Greater Demand for Primary Care Following ACA Medicaid Expansion?
Monday, August 17, 2015
Steffani Bailey, PhD
Jennifer DeVoe, MD, DPhil
Oregon Health Sciences University Family Medicine and OCHIN together undertook a three-year study called “Community Health Center Use after Oregon’s Randomized Medicaid Experiment.” The results, explained below, suggest a possible increase in the demand for primary care service following ACA insurance expansion.
In the wake of Affordable Care Act (ACA) Medicaid expansion comes a debate as to whether or not community health centers (CHC) will experience increased demand for services. Many predict that ACA expansion will lead to higher demands in CHCs, while others postulate that individuals who gain insurance will seek care elsewhere. To better understand how use of CHC services might change, researchers from OHSU Family Medicine and OCHIN studied primary care use over a three-year period among a population of low-income adult CHC patients who gained coverage after Oregon expanded its Medicaid program in 2008 through the “Oregon Experiment”.

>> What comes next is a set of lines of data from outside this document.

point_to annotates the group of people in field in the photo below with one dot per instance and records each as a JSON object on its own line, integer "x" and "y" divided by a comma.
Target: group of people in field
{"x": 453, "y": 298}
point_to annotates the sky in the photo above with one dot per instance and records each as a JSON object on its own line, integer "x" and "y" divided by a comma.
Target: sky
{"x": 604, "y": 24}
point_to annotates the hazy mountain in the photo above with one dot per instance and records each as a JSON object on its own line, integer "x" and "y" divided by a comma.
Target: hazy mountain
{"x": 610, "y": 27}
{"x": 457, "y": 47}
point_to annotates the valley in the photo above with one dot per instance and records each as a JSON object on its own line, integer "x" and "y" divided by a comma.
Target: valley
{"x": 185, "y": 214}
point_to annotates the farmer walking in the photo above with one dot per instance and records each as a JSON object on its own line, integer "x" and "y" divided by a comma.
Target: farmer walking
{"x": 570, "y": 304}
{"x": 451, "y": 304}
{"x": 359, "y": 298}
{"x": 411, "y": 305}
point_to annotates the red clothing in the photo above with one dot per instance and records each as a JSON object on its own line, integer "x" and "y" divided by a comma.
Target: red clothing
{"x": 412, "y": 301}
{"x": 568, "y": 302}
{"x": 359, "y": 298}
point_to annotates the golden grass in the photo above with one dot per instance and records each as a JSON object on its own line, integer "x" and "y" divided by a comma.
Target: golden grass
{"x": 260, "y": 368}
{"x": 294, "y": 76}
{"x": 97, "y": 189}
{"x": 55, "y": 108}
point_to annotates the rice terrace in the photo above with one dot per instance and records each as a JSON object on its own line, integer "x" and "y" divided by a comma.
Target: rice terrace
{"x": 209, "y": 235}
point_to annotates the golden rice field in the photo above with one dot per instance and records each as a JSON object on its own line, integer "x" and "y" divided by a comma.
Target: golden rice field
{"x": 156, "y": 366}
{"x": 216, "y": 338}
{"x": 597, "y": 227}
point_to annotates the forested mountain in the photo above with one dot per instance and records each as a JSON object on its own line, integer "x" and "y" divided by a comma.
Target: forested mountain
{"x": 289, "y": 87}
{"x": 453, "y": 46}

Researchers analyzed data on 34,849 patients, 13,219 of whom had recently obtained insurance coverage through Medicaid, and 21,630 of whom remained uninsured. Results of the analysis showed that Medicaid coverage significantly increased the rate of primary care visits, laboratory tests, referrals and imaging. Specifically, researchers found the number of primary care office visits per month was 282 per 1,000 Medicaid-covered patients, compared with 201 for patients without coverage.
Beyond primary care, Medicaid coverage also led to a 58 percent higher rate of referrals, 27 percent higher rate of laboratory tests, and a 33 percent higher diagnostic imaging rate. This increase in appropriate specialty care use is promising because it suggests that, as CHC patients gain insurance via the ACA, they will be able to access much-needed services that had been difficult to obtain while uninsured.
The findings of this study echo what many on the ground are already experiencing: ACA insurance expansion will lead to higher demand for services from CHCs and other primary care settings. Primary care is the first line of defense in managing – and preventing – disease, and it is especially critical to those who are newly insured and have previously experienced limited access to health care services. CHCs and other primary care clinics are already proving that increased access to care and continuity of care are improving patient outcomes. However, if primary care services are not able to grow at the same rate as new demands, patients who gain insurance coverage – and those who remain uninsured or under-insured – will see barriers to access.
If the United States health care system is not able to adequately provide primary care services, potential gains in population health might not be realized, and health care costs will increase unnecessarily as patients seek hospital care for primary care-treatable conditions. Thus, the authors assert that it will be important to ensure that the health care system can support increasing demands by providing more resources to CHCs and other primary care settings.